The aspiring woman, identified by Military.com in July as an ROTC junior at an unnamed U.S. college, was the first woman to participate in the Elite SEAL Officer Assessment and Selection Program (SOAS) since the Department of Defense lifted restrictions on female candidates for combat arms and special operations forces in 2016.
If she had taken the three-week course, she would have been eligible for review by the NSW Officer Community Manager and Officer Selection Panel in September and, if selected, ordered by October to attend the grueling 24-week demolition training course NSW submarine / SEAL.
“No woman has entered the full training pipeline yet,” a Navy official who declined to be identified told Task & Purpose. “She didn’t pass BUD / S.” (NSW public affairs officials did not immediately respond to requests for comment).
The incoming one of the a handful of candidates who applied for elite special warfare roles, appear to have left the training pipeline after completing only half of the command’s scout assessments, sources told Task & Purpose. The first weeks of the program, which began July 24 at Naval Amphibious Base Coronado in San Diego, includes physical training with NSW Group 1 and a “mini” version of the BUD / S challenge that awaits the most qualified candidates.

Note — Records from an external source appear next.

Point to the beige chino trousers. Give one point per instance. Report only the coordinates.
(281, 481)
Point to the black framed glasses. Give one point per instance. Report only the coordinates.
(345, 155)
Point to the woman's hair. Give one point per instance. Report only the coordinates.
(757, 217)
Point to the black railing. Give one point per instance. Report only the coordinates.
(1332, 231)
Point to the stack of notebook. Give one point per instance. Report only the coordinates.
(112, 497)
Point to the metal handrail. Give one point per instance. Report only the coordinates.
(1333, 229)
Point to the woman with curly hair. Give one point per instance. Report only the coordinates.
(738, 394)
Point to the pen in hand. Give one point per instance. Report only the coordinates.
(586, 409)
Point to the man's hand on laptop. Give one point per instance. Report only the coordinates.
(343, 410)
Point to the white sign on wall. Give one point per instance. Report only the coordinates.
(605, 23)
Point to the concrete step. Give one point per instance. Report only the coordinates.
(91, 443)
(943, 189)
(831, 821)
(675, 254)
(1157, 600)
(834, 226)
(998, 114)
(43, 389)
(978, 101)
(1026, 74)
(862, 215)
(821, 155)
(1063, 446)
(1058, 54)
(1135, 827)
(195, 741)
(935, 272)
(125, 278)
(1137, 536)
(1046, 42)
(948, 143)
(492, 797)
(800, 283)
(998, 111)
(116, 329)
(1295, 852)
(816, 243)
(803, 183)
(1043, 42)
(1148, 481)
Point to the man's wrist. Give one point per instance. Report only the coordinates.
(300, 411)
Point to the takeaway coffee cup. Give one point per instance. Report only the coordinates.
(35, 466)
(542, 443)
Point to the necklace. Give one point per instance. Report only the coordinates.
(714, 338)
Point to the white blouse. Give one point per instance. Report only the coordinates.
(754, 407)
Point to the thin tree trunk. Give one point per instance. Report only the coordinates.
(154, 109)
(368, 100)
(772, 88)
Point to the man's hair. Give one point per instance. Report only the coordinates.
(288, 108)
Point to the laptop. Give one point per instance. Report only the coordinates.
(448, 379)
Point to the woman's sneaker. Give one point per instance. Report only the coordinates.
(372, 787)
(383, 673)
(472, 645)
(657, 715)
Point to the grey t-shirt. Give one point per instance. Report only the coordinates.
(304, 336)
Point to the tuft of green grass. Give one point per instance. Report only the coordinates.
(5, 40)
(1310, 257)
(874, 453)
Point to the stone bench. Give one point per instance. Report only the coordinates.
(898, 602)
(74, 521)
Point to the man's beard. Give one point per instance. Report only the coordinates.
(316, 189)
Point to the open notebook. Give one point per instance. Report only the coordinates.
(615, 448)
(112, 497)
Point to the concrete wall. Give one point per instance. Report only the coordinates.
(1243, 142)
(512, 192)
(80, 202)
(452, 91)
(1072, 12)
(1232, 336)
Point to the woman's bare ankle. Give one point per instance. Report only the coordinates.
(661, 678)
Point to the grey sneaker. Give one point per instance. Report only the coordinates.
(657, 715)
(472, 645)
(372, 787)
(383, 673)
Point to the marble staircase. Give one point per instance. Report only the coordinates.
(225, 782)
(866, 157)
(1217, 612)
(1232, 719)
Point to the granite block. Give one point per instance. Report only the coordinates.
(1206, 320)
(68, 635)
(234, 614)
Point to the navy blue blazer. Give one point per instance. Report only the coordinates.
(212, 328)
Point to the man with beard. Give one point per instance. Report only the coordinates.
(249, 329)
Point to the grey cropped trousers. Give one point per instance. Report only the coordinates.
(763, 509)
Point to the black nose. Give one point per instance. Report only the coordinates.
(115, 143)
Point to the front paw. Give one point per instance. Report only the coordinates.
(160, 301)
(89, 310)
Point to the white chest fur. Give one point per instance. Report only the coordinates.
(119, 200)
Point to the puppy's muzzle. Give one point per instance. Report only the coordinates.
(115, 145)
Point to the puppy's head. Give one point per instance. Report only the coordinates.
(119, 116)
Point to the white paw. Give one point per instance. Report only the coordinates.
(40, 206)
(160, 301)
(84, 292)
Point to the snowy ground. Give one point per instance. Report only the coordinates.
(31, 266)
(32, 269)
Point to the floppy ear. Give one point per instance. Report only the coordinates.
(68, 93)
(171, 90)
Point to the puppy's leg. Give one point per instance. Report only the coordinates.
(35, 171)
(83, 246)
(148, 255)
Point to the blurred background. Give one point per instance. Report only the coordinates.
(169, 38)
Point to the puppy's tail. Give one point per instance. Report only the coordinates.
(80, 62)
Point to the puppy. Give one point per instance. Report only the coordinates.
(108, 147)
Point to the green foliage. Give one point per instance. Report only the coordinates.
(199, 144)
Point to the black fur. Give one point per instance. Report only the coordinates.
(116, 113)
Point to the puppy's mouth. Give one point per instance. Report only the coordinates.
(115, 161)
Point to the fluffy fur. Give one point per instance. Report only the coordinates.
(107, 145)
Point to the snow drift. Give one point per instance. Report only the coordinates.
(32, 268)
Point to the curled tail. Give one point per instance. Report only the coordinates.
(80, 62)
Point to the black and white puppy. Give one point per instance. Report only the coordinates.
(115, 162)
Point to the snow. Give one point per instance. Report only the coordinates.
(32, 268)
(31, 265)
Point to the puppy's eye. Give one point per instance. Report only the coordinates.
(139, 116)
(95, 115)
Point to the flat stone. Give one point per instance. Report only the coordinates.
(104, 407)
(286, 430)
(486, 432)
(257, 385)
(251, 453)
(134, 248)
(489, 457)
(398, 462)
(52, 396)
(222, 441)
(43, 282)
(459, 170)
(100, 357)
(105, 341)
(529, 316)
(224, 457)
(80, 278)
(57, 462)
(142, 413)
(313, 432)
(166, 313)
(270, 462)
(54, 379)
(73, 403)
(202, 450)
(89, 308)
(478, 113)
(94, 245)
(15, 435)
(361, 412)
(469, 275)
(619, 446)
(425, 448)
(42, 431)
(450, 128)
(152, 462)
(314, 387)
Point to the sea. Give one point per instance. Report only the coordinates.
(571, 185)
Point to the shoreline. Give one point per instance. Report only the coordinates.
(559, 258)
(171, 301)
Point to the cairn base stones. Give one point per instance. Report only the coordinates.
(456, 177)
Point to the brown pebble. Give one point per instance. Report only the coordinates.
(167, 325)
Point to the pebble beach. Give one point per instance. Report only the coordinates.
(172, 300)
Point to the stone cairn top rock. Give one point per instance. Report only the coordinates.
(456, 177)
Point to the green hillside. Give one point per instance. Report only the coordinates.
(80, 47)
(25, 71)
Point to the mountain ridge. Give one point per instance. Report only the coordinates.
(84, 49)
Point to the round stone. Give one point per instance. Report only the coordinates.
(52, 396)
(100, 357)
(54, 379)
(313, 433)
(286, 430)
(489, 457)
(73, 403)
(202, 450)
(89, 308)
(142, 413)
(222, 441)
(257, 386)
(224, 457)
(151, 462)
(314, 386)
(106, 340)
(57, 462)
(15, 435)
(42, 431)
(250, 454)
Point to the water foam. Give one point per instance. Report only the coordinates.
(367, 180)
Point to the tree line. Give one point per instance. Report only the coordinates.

The news of the departure of the newcomer was first released by Josh Cotton, a former Navy personnel research psychologist who worked for Selection and Classification Institute from 2009 to 2014. Cotton’s tenure with the institute focused on assisting in the selection of branch sailors for various jobs; During his last 3.5 years with the ISC, Cotton has worked with the NSWC to help officials refine scouting assessments such as SOAS, BUD / S and Naval Special Warfare Advanced Training Command, according to a DoD biography. .
The first officer candidate, along with two women participating in the Special Warfare Combatant-Craft Crewman program, was a milestone for a branch of service that had, until the 2015 Pentagon orientation, excluded women from the SEALs and SWCC community.
But according to the Navy official, the NSWC is less concerned with the candidate’s failure than with her future service.
“People try and fail on their own merits, and we respect the individual for the risk,” he added. “And whatever happens, they do it to serve and protect their country.”